In the first prior art, i.e. of Japanese Unexamined Patent Publication No. 6-120183, a current during continuous polishing of wafers is not constantly maintained within a given range in any wafers. Therefore, it requires setting at every occasion which makes polishing operation troublesome. This is true also for the case in detection of torque variation in accordance with Japanese Unexamined Patent Publication No. 6-216095. The reason is that, in the first prior art, a given amount and a given concentration of slurry cannot be supplied into the opening of the polishing pad and fluctuation of the current value can be caused due to difference of a pattern of the wafer surface and the polishing pad. In the second prior art, even when dressing for regeneration of the surface of the polishing pad is performed, it is inherent to cause variation (shifting) of torque since fatigue is constantly caused on the surface of the polishing pad.

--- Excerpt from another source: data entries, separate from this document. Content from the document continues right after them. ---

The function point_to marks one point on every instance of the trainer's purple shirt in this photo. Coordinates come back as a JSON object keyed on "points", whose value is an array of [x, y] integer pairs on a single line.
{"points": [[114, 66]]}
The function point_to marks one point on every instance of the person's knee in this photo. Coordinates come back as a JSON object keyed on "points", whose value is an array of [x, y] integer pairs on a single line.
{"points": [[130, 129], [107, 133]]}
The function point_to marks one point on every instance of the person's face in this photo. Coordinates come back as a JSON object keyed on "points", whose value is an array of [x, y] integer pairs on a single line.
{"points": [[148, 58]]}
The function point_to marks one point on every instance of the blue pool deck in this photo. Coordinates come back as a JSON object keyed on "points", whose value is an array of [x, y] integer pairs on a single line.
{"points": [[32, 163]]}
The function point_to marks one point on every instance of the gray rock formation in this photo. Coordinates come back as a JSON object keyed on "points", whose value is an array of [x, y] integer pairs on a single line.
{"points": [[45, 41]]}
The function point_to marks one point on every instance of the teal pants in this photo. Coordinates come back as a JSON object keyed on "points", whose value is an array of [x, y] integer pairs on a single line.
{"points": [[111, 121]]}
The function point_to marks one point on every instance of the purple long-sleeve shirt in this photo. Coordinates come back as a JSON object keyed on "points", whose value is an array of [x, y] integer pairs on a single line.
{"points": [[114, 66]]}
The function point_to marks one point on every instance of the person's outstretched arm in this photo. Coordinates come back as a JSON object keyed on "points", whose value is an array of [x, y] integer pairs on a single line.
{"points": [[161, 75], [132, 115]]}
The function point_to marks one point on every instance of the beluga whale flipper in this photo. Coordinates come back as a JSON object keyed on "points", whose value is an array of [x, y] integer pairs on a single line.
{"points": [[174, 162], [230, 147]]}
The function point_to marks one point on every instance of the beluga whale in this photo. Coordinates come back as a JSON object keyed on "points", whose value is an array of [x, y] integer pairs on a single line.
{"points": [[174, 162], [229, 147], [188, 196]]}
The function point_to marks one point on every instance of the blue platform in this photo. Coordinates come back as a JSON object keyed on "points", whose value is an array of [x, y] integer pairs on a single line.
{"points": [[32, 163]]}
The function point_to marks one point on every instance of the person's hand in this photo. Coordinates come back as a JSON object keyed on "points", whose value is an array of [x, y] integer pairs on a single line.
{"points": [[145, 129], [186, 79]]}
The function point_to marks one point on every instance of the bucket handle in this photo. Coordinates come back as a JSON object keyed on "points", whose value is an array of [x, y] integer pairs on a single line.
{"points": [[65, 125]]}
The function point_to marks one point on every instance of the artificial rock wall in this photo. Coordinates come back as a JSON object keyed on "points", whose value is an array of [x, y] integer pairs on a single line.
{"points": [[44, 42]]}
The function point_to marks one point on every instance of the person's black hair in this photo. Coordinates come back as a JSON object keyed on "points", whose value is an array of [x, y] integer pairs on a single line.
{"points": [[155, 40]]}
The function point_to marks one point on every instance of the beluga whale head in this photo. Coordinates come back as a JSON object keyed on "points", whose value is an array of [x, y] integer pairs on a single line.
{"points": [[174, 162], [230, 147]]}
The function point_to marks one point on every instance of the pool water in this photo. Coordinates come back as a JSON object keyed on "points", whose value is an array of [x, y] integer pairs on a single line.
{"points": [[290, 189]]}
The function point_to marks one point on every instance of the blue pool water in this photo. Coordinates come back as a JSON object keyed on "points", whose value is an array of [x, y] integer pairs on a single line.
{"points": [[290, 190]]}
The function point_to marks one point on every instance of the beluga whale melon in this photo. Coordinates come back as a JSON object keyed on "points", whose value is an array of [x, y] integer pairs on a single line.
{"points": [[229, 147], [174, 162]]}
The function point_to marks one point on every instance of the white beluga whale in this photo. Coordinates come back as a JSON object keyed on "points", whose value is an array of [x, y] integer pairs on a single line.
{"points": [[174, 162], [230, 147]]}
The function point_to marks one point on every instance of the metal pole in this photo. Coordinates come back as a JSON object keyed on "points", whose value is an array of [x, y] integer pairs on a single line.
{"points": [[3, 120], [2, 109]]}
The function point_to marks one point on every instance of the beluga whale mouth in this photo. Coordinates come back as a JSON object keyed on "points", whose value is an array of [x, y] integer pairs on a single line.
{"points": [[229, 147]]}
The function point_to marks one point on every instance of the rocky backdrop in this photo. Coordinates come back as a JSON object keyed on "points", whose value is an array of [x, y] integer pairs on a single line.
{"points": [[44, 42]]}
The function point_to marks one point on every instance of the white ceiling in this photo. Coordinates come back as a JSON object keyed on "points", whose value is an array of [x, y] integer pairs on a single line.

On the other hand, in the foregoing third prior art in accordance with Japanese Unexamined Patent Publication No. 7-283178, the layer thickness is detected on the basis of composition with respect to a specific film. However, it is difficulty to detect chemical composition of the objective film to be polished with high precision. Accordingly, it has been difficult to detect the layer thickness at high precision. The reason is that it is difficult to detect chemical composition of only one layer in the multi-layered and highly integrated wafer surface structure. On the other hand, upon detection of the layer thickness of different material, re-setting becomes necessary. Furthermore, in the fourth prior art of Japanese Unexaamined Patent Publication No. 8-17768, measurement of the wafer has to be performed with interrupting polishing operation thus adding extra time for measurement and resulting in lower throughput. The reason is that the carrier holding the wafer has to be moved from the position above the polishing pad to a position above an optical sensor.